This is the first circuit I have built in about 30 years so I need to study all the suggestions and info you guys have given me and put more thought and planning into this. I'm looking forward to the challenge.
Thanks again for your input, I'll keep updating my progress.
 

(*steve*)

¡sǝpodᴉʇuɐ ǝɥʇ ɹɐǝɥd
Moderator
Beware that using the device as a switch may mean you drive it to saturation.

There is an application note somewhere that describes how to increase the speed of optocouplers. The same principles apply to what you're doing.

As a rule of thumb, as you increase sensitivity you reduce speed. My suggestion was based on the output being in the linear range and detecting small changes.

Kris has tackled the problem from another angle.

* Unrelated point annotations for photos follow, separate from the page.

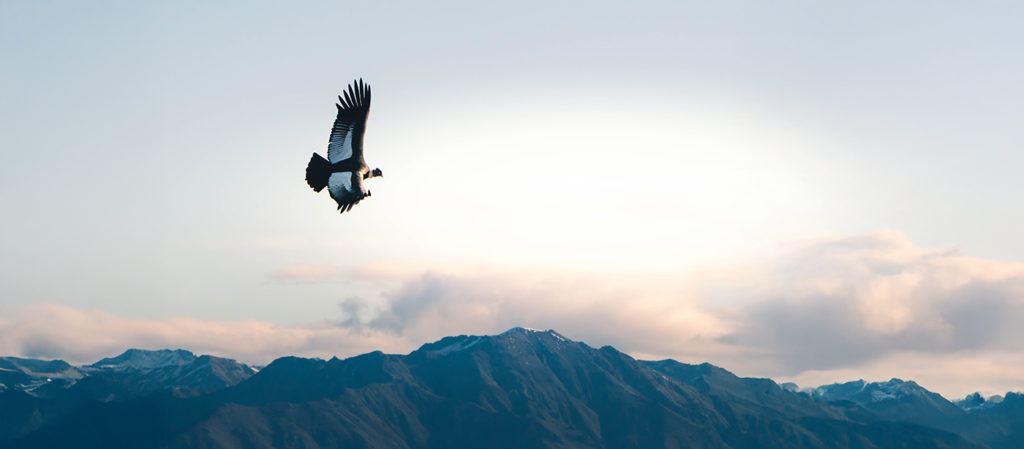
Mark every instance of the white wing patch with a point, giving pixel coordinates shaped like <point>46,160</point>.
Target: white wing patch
<point>341,149</point>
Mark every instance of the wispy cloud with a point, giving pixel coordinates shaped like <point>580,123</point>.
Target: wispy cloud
<point>873,303</point>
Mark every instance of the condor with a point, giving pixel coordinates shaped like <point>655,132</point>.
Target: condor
<point>344,171</point>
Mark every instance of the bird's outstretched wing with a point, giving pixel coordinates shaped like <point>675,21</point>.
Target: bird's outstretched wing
<point>346,136</point>
<point>347,190</point>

His general points about speed and emitter resistors are worth noting
 

(*steve*)

¡sǝpodᴉʇuɐ ǝɥʇ ɹɐǝɥd
Moderator
These are talking about optocouplers, but with one very minor difference, and two more significant differences, that's what you have.

Here, here, and here. (edit: I fixed the links)

The minor difference is that yours is somewhat larger.

The significant differences are that you're interrupting the beam (so LED delays are NOT a factor) and that it is not enclosed (so ambient lighting IS a factor).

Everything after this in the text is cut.